Rscript -e "$appshotCall"

# Read error file and process results
input=$logFile
while IFS=, read -r program ts error_code error_text
do
        if (( $error_code==0 )); then
                echo "OK - $error_text"
                exit 0
        elif (( $error_code==1 )); then
                echo "WARNING - $error_text"
                exit 1
        elif (( $error_code==2 )); then
                echo "CRITICAL - $error_text"
                exit 2
        else
                echo "UNKNOWN - $error_text"
                exit 3
        fi
done < "$input"

rm $logFile

Re: Custom Plugin fails with "Service Check Timed Out"

Posted: Mon Apr 08, 2019 11:28 am
by mcapra
Does the nagios user have perms to run Rscript? Also to import the webshot library? A pretty common gotcha with R is that the user is completely unable to bring in certain libraries to the R runtime due to perms errors.

I would suggest hard-coding the path to your Rscript binary, as Nagios Core does not execute plugins with a particular shell and evaluations of commands can sometimes get lost.

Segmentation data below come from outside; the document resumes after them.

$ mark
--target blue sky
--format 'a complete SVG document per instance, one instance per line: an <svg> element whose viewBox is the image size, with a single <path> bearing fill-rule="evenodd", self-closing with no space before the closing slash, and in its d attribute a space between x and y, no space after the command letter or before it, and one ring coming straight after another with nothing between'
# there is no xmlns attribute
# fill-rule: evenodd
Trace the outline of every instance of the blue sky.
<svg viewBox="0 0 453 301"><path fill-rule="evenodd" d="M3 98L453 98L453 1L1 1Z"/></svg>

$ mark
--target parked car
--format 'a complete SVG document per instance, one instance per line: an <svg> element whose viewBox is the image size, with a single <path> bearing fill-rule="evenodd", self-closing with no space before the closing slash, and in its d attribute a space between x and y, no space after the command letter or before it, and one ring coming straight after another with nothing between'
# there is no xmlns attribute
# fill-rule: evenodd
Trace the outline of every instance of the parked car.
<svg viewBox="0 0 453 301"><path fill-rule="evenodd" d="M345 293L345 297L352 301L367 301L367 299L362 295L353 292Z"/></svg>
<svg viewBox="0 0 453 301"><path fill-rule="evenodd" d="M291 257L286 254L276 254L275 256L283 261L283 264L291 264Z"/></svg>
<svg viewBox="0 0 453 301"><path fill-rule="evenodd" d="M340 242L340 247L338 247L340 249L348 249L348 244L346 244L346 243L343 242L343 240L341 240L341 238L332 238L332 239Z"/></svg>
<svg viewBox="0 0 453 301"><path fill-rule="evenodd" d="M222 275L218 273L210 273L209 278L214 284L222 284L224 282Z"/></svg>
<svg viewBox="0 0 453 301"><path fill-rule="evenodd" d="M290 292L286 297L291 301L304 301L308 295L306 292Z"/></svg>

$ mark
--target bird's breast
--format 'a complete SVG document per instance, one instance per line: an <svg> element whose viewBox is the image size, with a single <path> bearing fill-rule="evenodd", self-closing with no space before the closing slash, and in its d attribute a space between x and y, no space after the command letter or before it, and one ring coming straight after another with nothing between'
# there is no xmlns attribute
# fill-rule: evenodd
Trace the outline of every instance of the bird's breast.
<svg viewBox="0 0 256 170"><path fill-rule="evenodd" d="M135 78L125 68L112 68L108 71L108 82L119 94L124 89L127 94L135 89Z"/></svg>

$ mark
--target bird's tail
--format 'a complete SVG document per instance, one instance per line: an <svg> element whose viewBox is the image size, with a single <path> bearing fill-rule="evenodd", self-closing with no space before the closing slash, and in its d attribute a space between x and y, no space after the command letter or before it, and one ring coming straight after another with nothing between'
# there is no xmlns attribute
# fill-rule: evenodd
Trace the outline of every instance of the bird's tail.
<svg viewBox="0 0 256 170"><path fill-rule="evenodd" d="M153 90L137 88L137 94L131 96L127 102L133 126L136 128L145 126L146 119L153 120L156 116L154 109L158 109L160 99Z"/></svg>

Try su to nagios, run your script, and share the output. That should help identify permissions related concerns, if they exist.

Re: Custom Plugin fails with "Service Check Timed Out"

Posted: Mon Apr 08, 2019 12:19 pm
by amaclay
The nagios user appears to be able to run the plugin from command line.

Code: Select all

nagios@hostname:~$ /usr/lib/nagios/plugins/check_appshot error_tracking
WARNING - "invalid first argument"
nagios@hostname:~$ time /usr/lib/nagios/plugins/check_appshot error_tracking
WARNING - "invalid first argument"

real    0m22.436s
user    0m2.736s
sys     0m0.693s
The R code also behaves as expected when I run the command explicitly in R from the command line as the nagios user.

Re: Custom Plugin fails with "Service Check Timed Out"

Posted: Mon Apr 08, 2019 1:15 pm
by npolovenko
@amaclay, I think I found the issue in this block:
define command{
command_name check_shinycontents
command_line /usr/lib/nagios/plugins/check_appshot $ARGS1$
}
The macro for the argument is called $ARG1$, not $ARGS1$. Please change the command to:
define command{
command_name check_shinycontents
command_line /usr/lib/nagios/plugins/check_appshot $ARG1$
}
Restart the Nagios process and let me know if this fixes the issue.

Re: Custom Plugin fails with "Service Check Timed Out"

Posted: Mon Apr 08, 2019 1:56 pm
by amaclay
Oh wow. That would certainly do it, now it works perfectly. Thank you!

Re: Custom Plugin fails with "Service Check Timed Out"

Posted: Mon Apr 08, 2019 2:34 pm
by npolovenko
@amaclay, No problem! ;) I'll close this thread as resolved but feel free to open a new one if anything else comes up.